Then the new 2-D random vector can be expressed as
$ Y=\left(\begin{array}{c}Y_1 \\ Y_2\end{array} \right)=A\left(\begin{array}{c}X_i \\ X_j\end{array} \right)=\left(\begin{array}{c}aX_i+bX_j \\ cX_i+dX_j\end{array} \right) $
Therefore,
$ \begin{array}{l}Cov(Y_1,Y_2)=E[(aX_i+bX_j-E(aX_i+bX_j))(cX_i+dX_j-E(cX_i+dX_j))] \\ =E[(aX_i+bX_j-aE(X_i)-bE(X_j))(cX_i+dX_j-cE(X_i)-dE(X_j))] \\ =E[acX_i^2+adX_iX_j-acX_iE(X_i)-adX_iE(X_j)+bcX_iX_j+bdX_j^2-bcX_jE(X_i)\\ -bdX_jE(X_j)-acX_iE(X_i)-adX_jE(X_i)+acE(X_i)^2+adE(X_i)E(X_j)\\ -bcX_iE(X_j)-bdX_jE(X_j)+bcE(X_i)E(X_j)+bdE(X_i)^2]\\ =E(ac(X_i-E(X_i))^2+(ad+bc)(X_i-E(X_i)(X_j-E(X_j))+bd(X_j-E(X_j))^2]\\ =(ac)Cov(X_i,X_i)+(ad+bc)Cov(X-i,X_j)+(bd)Cov(X_j,X_j)\\ =ac\sigma^2+(ad+bc)\rho\sigma^2+bd\sigma^2 \end{array} $
Let the above formula equal to 0 and $ a=b=d=1 $, we get $ c=-1 $.
Therefore, a solution is
$ A=\left(\begin{array}{cc} 1 & 1\\ -1 & 1 \end{array} \right) $.
Solution 2
Assume
$ Y=\left(\begin{array}{c}Y_i \\ Y_j\end{array} \right)=A\left(\begin{array}{c}X_i \\ X_j\end{array} \right)=\left(\begin{array}{c}a_{11}X_i+a_{12}X_j \\ a_{21}X_i+a_{22}X_j\end{array} \right) $.
Then
$ \begin{array}{l}E(Y_iY_j)=E[(a_{11}X_i+a_{12}X_j)(a_{21}X_i+a_{22}X_j)]\\ =a_{11}a_{21}\sigma^2+a_{12}a_{22}\sigma^2+(a_{11}a_{21}+a_{22}a_{11})E(X_iX_j) \end{array} $
For $ |i-j|\geq1 $, $ E(X_i,X_j)=0 $. Therefore, $ a_{11}a_{21}+a_{12}a_{22}=0 $.
One solution can be
$ A=\left(\begin{array}{cc} 1 & -1\\ 1 & 1 \end{array} \right) $.
Critique on Solution 2:
1. $ E(Y_iY_j)=0 $ is not the condition for the two random variables to be independent.
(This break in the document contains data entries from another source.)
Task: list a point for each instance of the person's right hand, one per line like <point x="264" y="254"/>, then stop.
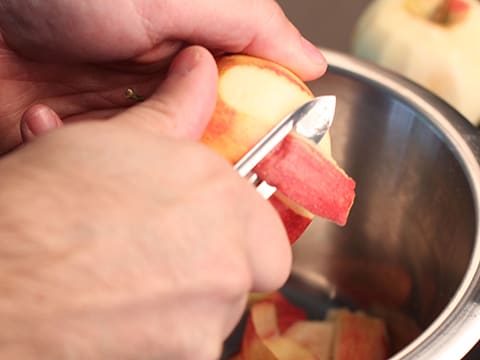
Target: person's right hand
<point x="125" y="239"/>
<point x="79" y="57"/>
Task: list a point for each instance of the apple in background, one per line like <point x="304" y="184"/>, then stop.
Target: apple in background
<point x="316" y="336"/>
<point x="253" y="96"/>
<point x="431" y="42"/>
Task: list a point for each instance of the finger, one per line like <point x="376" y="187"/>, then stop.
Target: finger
<point x="183" y="104"/>
<point x="38" y="120"/>
<point x="270" y="251"/>
<point x="255" y="27"/>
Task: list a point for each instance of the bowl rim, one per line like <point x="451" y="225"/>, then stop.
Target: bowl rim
<point x="457" y="328"/>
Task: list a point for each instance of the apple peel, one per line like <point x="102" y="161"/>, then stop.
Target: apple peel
<point x="304" y="175"/>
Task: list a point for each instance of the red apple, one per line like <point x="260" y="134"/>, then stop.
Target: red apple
<point x="358" y="336"/>
<point x="253" y="96"/>
<point x="316" y="336"/>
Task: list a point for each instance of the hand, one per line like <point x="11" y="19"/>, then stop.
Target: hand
<point x="119" y="240"/>
<point x="124" y="42"/>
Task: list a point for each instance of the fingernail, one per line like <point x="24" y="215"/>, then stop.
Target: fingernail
<point x="185" y="61"/>
<point x="312" y="51"/>
<point x="40" y="119"/>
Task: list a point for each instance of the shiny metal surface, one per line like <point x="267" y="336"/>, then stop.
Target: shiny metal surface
<point x="312" y="120"/>
<point x="411" y="244"/>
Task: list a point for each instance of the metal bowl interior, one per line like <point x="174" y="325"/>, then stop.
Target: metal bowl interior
<point x="410" y="249"/>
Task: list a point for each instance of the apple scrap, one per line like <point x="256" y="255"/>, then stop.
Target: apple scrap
<point x="278" y="330"/>
<point x="253" y="96"/>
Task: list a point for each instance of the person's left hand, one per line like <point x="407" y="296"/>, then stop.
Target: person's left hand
<point x="79" y="58"/>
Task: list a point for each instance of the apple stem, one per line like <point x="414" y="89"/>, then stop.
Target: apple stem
<point x="441" y="12"/>
<point x="450" y="12"/>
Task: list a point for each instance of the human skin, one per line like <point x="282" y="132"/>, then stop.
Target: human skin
<point x="78" y="58"/>
<point x="126" y="239"/>
<point x="123" y="240"/>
2. "For $ |i-j|\geq1 $, $ E(X_i,X_j)=0 $" is not supported by the given conditions.
Solution 3
$ Y=\left(\begin{array}{c}Y_1 \\ Y_2\end{array} \right)=AX=\left(\begin{array}{cc} a & b\\ c & d \end{array} \right)\left(\begin{array}{c}X_i \\ X_j\end{array} \right)=\left(\begin{array}{c}aX_i+bX_j \\ cX_i+dX_j\end{array} \right) $
We know that the sum of two independent Gaussian distributed random variables is still Gaussian distributed.
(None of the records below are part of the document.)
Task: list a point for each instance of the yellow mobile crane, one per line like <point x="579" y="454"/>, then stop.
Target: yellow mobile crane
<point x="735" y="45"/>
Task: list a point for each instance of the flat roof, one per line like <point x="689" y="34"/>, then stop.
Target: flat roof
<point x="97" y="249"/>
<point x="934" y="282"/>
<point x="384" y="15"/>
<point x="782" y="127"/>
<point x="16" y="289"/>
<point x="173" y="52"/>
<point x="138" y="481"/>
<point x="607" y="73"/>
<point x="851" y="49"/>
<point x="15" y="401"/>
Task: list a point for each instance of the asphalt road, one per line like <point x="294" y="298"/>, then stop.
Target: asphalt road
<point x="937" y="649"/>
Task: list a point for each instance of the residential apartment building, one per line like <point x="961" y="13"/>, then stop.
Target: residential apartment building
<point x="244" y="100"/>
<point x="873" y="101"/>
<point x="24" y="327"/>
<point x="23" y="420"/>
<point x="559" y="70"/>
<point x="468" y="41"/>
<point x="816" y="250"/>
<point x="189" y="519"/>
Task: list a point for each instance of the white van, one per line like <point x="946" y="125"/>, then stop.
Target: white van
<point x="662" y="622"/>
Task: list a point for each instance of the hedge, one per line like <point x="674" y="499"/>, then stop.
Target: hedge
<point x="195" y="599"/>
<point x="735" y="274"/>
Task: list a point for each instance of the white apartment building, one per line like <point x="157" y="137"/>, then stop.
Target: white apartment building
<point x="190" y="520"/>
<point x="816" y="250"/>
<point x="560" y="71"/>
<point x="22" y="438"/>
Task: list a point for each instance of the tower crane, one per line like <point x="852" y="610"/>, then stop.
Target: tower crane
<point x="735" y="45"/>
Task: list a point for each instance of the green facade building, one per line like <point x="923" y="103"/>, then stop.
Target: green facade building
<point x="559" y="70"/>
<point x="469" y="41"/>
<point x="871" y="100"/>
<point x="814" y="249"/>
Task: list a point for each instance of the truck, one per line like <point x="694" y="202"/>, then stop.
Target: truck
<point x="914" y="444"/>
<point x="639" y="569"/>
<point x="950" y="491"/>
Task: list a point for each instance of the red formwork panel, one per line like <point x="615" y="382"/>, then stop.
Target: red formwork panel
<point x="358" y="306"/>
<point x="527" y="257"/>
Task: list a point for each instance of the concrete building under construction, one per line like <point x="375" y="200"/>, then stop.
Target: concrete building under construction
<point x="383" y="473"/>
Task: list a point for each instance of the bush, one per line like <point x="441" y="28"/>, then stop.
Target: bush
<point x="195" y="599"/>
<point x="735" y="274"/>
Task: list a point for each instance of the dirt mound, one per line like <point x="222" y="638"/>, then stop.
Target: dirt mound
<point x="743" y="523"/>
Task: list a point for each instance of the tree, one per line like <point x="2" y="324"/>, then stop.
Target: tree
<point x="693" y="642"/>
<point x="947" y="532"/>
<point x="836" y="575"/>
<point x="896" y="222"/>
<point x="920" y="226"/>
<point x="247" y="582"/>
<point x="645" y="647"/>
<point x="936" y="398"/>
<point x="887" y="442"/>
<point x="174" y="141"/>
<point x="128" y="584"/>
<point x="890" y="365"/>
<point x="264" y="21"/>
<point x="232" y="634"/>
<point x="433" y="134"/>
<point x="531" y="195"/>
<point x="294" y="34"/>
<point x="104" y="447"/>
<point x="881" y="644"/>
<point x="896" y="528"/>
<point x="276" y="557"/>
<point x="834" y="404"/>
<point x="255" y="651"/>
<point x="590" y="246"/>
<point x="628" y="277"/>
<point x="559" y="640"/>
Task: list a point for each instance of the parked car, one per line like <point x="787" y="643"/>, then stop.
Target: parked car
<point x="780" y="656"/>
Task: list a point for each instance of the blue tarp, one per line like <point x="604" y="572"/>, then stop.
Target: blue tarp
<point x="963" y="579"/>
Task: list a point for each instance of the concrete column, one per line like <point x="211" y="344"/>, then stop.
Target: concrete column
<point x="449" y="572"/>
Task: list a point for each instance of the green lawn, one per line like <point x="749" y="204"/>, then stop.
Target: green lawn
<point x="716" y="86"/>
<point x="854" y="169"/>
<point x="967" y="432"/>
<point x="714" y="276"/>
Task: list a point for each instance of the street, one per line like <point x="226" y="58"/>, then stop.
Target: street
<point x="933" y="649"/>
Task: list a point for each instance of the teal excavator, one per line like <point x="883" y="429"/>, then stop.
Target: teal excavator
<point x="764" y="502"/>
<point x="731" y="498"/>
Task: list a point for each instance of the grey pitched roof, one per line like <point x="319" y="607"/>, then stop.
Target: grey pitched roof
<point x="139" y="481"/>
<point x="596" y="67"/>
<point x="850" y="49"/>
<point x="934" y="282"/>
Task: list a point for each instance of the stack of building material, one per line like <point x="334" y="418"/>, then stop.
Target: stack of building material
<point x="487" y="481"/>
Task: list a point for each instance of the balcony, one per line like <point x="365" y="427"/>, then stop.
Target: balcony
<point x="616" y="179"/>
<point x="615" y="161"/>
Thus, $ Y_1,Y_2 $ are Gaussian distributed random variables. If they are uncorrelated, then they are also independent.
$ r = \frac{COV(Y_1,Y_2)}{\sigma1\sigma2} = 0 $ $ r = E(Y_1Y_2) - E(Y_1)E(Y_2) = 0 $